ISLAMABAD: All the major global financial institutions are seeing a rotting system in Pakistan. It is only the political elite that is refusing to see it.
The International Monetary Fund (IMF), World Bank and World Economic Forum find Pakistan on a bumpy road. Evaluations on their websites are based on the expected GDP growth, debt volumes, currency value, industrial production, export levels, capacity to generate tax and non-tax revenues and spending extravaganza.
Their projections indicate that Pakistan lacks a clear-cut policy for economic growth, business facilitation, and smart budgeting. These are universally accepted measures taken in all sustainable economies with welfare orientation and a stable democratic system.
Pakistan has most of the time being unable to embark on the right course. Choosing the right path always requires corresponding actions in the spheres of policymaking, governance as well as a smart evaluation of the economic potential.
Under a viable policy, the government allows the business to flourish and extracts utility charges, taxes, and non-tax revenues. It also prevents inflation from eating into savings of low and middle-income earners. Such savings are used for capital formation and expansion. So far, the country has failed to achieve all these objectives.
The government lacks the will to steer itself out of trouble via better governance and improved fiscal management. It consistently argues that the economy has slowed down because of decades of plunder and mismanagement by past administrations.
Can the economy recover with the help of conventional recipes or the government will have to go for unconventional solutions?
If such questions are posed to the economic managers in Islamabad, they will always emphasise that the country has been put on the right track and positive results will emerge soon. The government seems to be handling the economy as a source of meeting fiscal needs and not as a source of meeting public requirements. There are some indicators that are the most relevant in relation to the direction of the national economy. These include consumption and production levels, foreign and local investment and connection between the two as well as the availability of business finance.

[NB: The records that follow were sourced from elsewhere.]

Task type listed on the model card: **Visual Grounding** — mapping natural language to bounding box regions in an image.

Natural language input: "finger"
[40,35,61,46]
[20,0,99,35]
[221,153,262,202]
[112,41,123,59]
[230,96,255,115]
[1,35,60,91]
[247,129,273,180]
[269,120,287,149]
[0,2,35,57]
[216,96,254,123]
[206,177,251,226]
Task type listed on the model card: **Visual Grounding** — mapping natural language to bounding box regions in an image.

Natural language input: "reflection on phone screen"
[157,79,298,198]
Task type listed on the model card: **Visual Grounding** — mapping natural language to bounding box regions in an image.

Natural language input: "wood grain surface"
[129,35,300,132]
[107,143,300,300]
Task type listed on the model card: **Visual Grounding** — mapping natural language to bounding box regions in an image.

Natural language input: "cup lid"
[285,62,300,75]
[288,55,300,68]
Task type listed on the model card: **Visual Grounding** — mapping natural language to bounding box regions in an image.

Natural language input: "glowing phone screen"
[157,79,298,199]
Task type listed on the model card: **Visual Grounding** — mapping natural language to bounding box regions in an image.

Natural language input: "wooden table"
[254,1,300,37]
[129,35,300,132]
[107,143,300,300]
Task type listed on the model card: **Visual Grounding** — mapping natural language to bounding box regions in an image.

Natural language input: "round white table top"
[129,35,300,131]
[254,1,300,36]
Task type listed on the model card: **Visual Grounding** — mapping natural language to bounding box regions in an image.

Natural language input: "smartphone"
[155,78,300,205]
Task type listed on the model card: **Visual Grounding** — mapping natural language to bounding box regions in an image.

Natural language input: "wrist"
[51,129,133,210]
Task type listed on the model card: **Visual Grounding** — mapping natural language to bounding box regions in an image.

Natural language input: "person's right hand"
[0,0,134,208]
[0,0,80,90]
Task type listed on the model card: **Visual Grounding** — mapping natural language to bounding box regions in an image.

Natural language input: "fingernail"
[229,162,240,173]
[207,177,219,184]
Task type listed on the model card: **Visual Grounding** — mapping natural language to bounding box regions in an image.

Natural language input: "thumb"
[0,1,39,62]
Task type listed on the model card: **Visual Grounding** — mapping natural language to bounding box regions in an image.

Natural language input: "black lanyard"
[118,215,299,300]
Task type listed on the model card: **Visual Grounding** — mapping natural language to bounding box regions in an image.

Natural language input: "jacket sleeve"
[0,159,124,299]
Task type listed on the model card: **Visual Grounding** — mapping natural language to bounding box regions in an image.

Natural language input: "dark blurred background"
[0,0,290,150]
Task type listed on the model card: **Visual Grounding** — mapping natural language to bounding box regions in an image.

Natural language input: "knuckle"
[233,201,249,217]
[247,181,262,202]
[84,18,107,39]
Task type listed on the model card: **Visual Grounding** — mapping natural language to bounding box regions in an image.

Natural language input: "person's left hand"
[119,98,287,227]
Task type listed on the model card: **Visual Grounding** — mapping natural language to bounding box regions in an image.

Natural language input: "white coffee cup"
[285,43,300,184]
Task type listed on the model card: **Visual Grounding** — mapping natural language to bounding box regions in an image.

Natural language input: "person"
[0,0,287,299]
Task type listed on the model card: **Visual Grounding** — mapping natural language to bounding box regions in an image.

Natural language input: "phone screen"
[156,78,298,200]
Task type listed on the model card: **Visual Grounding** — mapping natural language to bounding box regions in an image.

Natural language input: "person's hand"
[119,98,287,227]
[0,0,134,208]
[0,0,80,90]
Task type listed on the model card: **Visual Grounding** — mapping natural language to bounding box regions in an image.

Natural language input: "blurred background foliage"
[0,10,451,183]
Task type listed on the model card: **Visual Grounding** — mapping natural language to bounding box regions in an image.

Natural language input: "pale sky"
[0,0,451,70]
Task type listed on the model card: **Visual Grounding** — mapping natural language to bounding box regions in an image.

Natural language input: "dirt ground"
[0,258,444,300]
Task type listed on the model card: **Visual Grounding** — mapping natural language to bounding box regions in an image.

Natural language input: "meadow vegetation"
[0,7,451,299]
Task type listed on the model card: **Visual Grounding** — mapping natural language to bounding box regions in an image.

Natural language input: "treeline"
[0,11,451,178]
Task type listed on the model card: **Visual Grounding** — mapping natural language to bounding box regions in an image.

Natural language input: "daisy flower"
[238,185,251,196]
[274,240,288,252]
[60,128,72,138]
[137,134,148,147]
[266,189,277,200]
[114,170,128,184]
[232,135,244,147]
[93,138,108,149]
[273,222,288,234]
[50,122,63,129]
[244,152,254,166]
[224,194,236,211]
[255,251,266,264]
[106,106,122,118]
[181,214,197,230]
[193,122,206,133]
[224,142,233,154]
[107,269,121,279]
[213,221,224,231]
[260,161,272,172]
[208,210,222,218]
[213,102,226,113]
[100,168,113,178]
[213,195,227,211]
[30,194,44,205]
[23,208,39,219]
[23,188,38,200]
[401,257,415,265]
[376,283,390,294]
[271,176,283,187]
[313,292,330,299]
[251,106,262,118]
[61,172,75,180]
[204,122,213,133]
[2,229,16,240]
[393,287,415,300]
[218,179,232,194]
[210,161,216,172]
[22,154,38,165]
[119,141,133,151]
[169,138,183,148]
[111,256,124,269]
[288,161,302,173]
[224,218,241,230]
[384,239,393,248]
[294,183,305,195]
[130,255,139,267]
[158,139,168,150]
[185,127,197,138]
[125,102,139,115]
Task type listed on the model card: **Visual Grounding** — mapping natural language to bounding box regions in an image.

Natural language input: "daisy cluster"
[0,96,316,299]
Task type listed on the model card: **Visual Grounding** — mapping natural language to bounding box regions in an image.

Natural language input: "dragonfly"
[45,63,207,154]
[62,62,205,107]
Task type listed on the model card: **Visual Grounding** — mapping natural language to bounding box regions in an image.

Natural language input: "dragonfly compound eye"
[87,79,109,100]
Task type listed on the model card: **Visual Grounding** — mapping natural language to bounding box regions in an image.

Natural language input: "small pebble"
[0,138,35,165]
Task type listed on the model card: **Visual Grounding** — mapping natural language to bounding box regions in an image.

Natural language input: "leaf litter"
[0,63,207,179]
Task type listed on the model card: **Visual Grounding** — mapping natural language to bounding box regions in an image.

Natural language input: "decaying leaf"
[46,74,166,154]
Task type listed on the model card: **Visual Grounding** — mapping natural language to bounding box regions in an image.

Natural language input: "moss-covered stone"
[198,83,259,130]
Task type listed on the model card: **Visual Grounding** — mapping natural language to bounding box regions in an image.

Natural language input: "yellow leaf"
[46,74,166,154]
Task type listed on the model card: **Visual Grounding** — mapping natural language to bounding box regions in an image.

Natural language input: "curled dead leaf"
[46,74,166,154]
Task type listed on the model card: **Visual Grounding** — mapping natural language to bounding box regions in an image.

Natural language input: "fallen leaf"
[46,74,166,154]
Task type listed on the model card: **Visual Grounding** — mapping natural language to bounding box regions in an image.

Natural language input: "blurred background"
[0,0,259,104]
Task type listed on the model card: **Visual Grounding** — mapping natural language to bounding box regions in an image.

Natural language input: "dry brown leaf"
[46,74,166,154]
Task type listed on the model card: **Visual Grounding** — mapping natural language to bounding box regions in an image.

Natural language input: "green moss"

These indicators clearly show whether the economy is going forward or backward. Keeping in view the level of interaction among these aspects, the public finance managers find the right clues for policy intervention and adjustment.
The level of intervention by the government helps to find out how the economy can be boosted. However, such an intervention will not produce results if other key indicators are not carefully looked at. These are the value of the currency, import and export quantum, and application of tax and non-tax instruments. Public finance managers manipulate the data in support of government mistreatment of the economy. Growing inflation, unemployment, and falling income levels indicate failure both on the economic and management sides.
The economy is headed in such a direction where it does not support the ordinary people and generate public money. There are no plans to make efforts to achieve such a growth that is required to keep employment and income at favourable levels.
The government needs to understand that besides the size and direction of the economy, tackling corruption and mismanagement should be the focus of all policy decisions. It must also look into the past economic downturn in all its analysis about what went wrong and how things can be corrected.
Pull the rot out of the system and it will gradually become functional in an active manner.
The writer has worked with major newspapers and specialises in the analysis of public finance and geo-economics of terrorism
Published in The Express Tribune, October 21st, 2019.